Scratch pad memory is unique to each team can will be reused from a
larger pool of memory available for all teams. However, this allocation
tracking only works if the ScratchPadView
s are constructed within
the outer parallel regions. Therefore, allocating/constructing
ScratchPadView
s within functions that are called in the outer
parallel region will lead to an overallocation of memory (and likely
result in a segfault or out of memory exceptions).
Where to use barriers/fences?
As mentioned above, kernel launches are non-blocking and kernel
executions are asynchronous (potentially handles by the execution space
scheduler). Thus, barriers are required where the following code
requires the successful execution of all kernels scheduled. There are
three obvious places where this applies: 1. Around MPI calls, e.g.,
sending a buffer should first be done when the kernel filling the buffer
has finished. In order for the parallel execution to continue (e.g.,
multiple MeshBlocks
in multiple device streams) the fence
function of the corresponding execution space needs to be used, i.e.,
pmb->exec_space.fence();
and not the global fence
(Kokkos::fence();
). 2. Within a nested parallel regions when using
scratch space. The threads within a team are independent and thus a
member.team_barrier()
is required between filling the scratch space
and (re)using it. 3. When collecting the results of a parallel reduction
on a View
. Usually parallel_reduce
regions are blocking if the
result of the reduction is a host variable (more precisely, of scalar
type), e.g., a simple double
(or here a Real
). If the result of
the reduction is a View
then the region is non-blocking and other
places in the code should ensure that all reductions are finished (e.g.,
calculating the minimum timestep over all MeshBlocks
of a single
process. This also applies to hierarchical parallelism, i.e., when an
inner parallel_reduce
reduces to a ScratchPadView
then a
team_barrier()
is required.
Why do I need to redefine variables preceding a parallel region?
The KOKKOS_LAMBDA
macro expands into a capture by value [=]
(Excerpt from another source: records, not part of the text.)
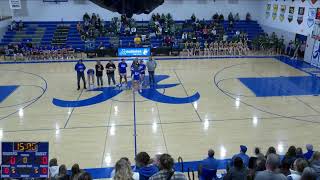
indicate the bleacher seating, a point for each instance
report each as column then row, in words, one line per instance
column 42, row 33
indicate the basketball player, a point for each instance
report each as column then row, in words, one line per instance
column 80, row 68
column 90, row 76
column 206, row 50
column 122, row 66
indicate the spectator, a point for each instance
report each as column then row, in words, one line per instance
column 75, row 172
column 291, row 155
column 271, row 150
column 166, row 170
column 299, row 153
column 85, row 176
column 237, row 17
column 230, row 17
column 309, row 174
column 309, row 152
column 210, row 162
column 238, row 171
column 144, row 166
column 315, row 162
column 20, row 25
column 63, row 173
column 248, row 17
column 123, row 171
column 137, row 41
column 242, row 155
column 53, row 168
column 298, row 167
column 271, row 172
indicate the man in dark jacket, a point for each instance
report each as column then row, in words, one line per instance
column 80, row 68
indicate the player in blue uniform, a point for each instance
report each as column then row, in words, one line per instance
column 142, row 69
column 122, row 66
column 90, row 75
column 80, row 68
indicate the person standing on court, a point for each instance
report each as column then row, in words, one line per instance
column 99, row 73
column 123, row 71
column 80, row 68
column 151, row 66
column 111, row 67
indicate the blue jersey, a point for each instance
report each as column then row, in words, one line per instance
column 142, row 68
column 80, row 67
column 136, row 75
column 122, row 67
column 90, row 72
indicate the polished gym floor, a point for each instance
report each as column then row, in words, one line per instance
column 198, row 104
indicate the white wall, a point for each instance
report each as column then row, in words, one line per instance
column 36, row 10
column 285, row 25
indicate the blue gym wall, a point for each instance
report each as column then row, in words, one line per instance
column 36, row 10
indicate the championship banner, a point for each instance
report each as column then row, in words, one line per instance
column 300, row 15
column 291, row 12
column 282, row 12
column 311, row 17
column 275, row 11
column 15, row 4
column 268, row 11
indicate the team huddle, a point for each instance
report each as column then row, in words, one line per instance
column 216, row 48
column 138, row 72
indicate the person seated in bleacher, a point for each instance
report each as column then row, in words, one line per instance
column 14, row 26
column 166, row 170
column 144, row 166
column 237, row 171
column 242, row 155
column 137, row 41
column 196, row 51
column 210, row 162
column 123, row 171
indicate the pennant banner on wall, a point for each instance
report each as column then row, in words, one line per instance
column 275, row 11
column 300, row 15
column 15, row 4
column 268, row 10
column 282, row 11
column 311, row 17
column 291, row 12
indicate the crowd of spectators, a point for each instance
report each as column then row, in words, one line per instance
column 92, row 26
column 29, row 51
column 294, row 165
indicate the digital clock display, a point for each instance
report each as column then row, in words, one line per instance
column 24, row 159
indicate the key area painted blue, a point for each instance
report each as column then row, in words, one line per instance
column 5, row 91
column 150, row 93
column 283, row 86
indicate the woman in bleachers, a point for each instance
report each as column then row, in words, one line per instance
column 196, row 51
column 206, row 50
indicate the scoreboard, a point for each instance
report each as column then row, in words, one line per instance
column 24, row 159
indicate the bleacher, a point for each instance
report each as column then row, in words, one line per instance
column 45, row 34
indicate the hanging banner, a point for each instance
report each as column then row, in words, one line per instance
column 268, row 11
column 300, row 15
column 275, row 11
column 15, row 4
column 282, row 12
column 311, row 17
column 291, row 12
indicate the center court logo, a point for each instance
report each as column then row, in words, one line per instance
column 150, row 93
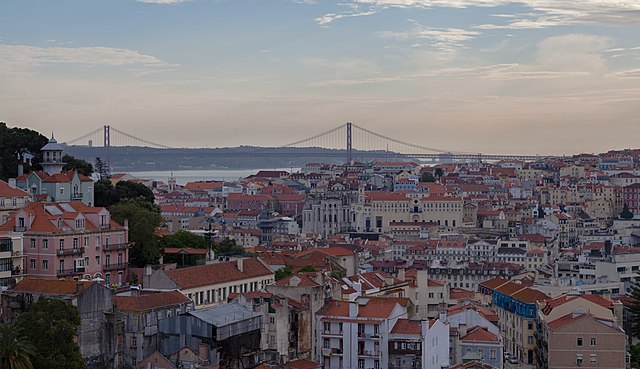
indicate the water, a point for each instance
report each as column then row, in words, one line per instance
column 184, row 176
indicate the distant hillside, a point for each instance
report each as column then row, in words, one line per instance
column 133, row 158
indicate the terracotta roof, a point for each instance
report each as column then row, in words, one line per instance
column 150, row 301
column 8, row 191
column 372, row 308
column 205, row 275
column 406, row 326
column 480, row 334
column 49, row 286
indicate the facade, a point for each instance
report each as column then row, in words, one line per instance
column 11, row 198
column 71, row 240
column 580, row 340
column 211, row 284
column 11, row 259
column 360, row 334
column 140, row 314
column 516, row 307
column 96, row 335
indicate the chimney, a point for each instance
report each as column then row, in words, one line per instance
column 203, row 352
column 353, row 305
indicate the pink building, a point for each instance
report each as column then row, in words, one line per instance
column 71, row 241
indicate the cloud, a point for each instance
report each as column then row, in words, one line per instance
column 544, row 13
column 164, row 2
column 23, row 58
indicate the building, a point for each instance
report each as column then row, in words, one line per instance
column 516, row 307
column 11, row 259
column 71, row 240
column 360, row 334
column 211, row 284
column 580, row 339
column 226, row 335
column 11, row 198
column 96, row 335
column 140, row 313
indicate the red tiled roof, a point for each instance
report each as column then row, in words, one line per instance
column 149, row 301
column 8, row 191
column 205, row 275
column 49, row 286
column 406, row 326
column 480, row 334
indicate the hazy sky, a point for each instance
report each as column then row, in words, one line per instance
column 491, row 76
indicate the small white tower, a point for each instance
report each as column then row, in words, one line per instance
column 172, row 182
column 52, row 157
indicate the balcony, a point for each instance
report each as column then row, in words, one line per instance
column 64, row 252
column 109, row 267
column 116, row 246
column 70, row 272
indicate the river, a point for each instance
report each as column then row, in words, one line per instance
column 184, row 176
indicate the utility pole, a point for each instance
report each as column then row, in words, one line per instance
column 349, row 143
(plus host/device annotations). Thus, class member variables are not
captured directly, but rather this
is, see also a related
issue on GitHub. A
redefinition, e.g., auto coarse_coords = this->coarse_coords;
ensures that the desired object is properly captured and available
within the kernel(/parallel region).
What does
"error: The enclosing parent function ("...") for an extended __host__ __device__ lambda cannot have private or protected access within its class"
mean?
This is a current Cuda limitation for extended device lambdas, see Cuda programming guide, and can be “fixed”/addressed by making the function public.